Miało to ukazać, bardzo zresztą zręcznie, że kinowa fikcja stała się w stanie wojennym rzeczywistością. Apokalipsa wyszła na polskie ulice.

Czy mamy się bać Apokalipsy?

To ulubiony temat reżyserów, którzy lubią straszyć i szokować. Oprócz „Czasu Apokalipsy” znalazłem 18 innych filmów, które w tytule mają słowo „Apokalipsa”. Nie wszystkie to dramaty, ale wiele z nich jest w stylu: „Akcja filmu rozgrywa się w przyszłości. Zniszczoną wybuchami atomowymi Ziemią rządzą cyborgi, które wygrały w walce z gatunkiem ludzkim i opanowały Ziemię…” albo: „Potężne trzęsienie ziemi nawiedza USA, następne o takiej sile może zniszczyć kontynent. Prezydent Paul Hollister wzywa najlepszego sejsmologa…”

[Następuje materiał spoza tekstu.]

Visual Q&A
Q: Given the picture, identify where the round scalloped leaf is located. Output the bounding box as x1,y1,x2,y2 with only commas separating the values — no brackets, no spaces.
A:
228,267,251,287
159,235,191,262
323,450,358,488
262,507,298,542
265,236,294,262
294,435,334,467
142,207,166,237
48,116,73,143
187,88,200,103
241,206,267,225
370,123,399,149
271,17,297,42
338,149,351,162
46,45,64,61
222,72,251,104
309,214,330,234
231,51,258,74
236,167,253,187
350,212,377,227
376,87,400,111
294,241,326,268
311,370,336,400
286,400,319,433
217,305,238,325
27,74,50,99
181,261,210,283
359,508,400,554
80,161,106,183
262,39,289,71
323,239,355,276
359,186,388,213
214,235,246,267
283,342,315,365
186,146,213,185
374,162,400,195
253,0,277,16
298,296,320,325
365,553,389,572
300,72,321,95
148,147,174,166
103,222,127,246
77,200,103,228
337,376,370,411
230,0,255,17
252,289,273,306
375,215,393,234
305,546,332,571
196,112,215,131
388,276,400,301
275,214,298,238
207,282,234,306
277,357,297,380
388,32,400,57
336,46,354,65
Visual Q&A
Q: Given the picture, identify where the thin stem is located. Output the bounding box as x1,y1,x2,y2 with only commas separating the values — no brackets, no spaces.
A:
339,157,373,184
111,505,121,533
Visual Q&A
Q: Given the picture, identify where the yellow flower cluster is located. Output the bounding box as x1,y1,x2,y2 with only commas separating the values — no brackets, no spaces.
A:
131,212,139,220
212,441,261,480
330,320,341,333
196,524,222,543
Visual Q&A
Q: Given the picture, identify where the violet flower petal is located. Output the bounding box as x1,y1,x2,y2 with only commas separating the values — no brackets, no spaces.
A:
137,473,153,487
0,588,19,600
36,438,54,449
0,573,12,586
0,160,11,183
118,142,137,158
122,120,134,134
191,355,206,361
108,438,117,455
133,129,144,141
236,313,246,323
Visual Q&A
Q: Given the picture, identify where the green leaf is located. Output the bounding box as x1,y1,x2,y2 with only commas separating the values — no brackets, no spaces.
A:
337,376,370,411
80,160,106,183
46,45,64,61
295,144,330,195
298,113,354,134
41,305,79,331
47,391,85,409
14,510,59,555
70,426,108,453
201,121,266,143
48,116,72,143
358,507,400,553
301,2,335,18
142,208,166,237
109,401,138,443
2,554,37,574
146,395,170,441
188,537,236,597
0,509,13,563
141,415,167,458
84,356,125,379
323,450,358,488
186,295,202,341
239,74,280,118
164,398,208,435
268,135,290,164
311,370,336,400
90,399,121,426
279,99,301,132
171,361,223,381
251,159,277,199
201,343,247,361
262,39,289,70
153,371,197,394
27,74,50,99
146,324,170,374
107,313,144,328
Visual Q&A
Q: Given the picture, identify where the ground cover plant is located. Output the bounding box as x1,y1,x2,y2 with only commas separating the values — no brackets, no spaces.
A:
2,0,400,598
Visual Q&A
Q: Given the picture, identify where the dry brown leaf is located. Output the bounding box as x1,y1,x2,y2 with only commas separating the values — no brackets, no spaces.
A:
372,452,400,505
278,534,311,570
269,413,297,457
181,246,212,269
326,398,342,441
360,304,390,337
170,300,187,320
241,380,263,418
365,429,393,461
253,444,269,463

Czy mamy się bać Apokalipsy?

Greckie słowo ἀποκάλυψις (apokalipsis) nie oznacza rzezi, potopu, trzęsienia ziemi, katastrofy.

Apokalipsa to… objawienie. Alternatywna nazwa ostatniej księgi Nowego Testamentu – Apokalipsy św. Jana to Objawienie św. Jana. By lepiej zrozumieć to słowo warto zobaczyć jego czasownikową formę ἀποκαλύπτω (apokalipto) i zajrzeć do pewnego miejsca w Ewangelii Mateusza.

Znajdujemy tam takie zdanie: „Nie ma bowiem nic zakrytego, co by nie miało być wyjawione, ani nic tajemnego, o czym by się nie miano dowiedzieć.” (Mt 10,26b) Można powiedzieć, że „zakryte” to „kalipto” a „wyjawione” to „apo-kalipto”. Ktoś zrywa zasłonę nad tym co ukryte.

Czy zatem mamy się bać Apokalipsy?

Apokalipsa to nie są mordy, gwałty i kataklizmy. Gdyby jednak wszystko, bracie i siostro, co jest w twoim sercu… wyjawiono? Gdyby najskrytsze sprawy, myśli, pragnienia… wydobyć na światło? Przybić je do ściany, pokazać światu. Niech wszyscy ludzie – mąż, żona, dzieci, najbliżsi, sąsiedzi, obcy – przechodzą, patrzą, oceniają, sądzą.

Czy mamy się bać Apokalipsy? Może tak? Może warto zacząć się bać dla swego opamiętania, nawrócenia? Przecież na Bożym Sądzie wszystko będzie właśnie objawione – to będzie apokalipsa.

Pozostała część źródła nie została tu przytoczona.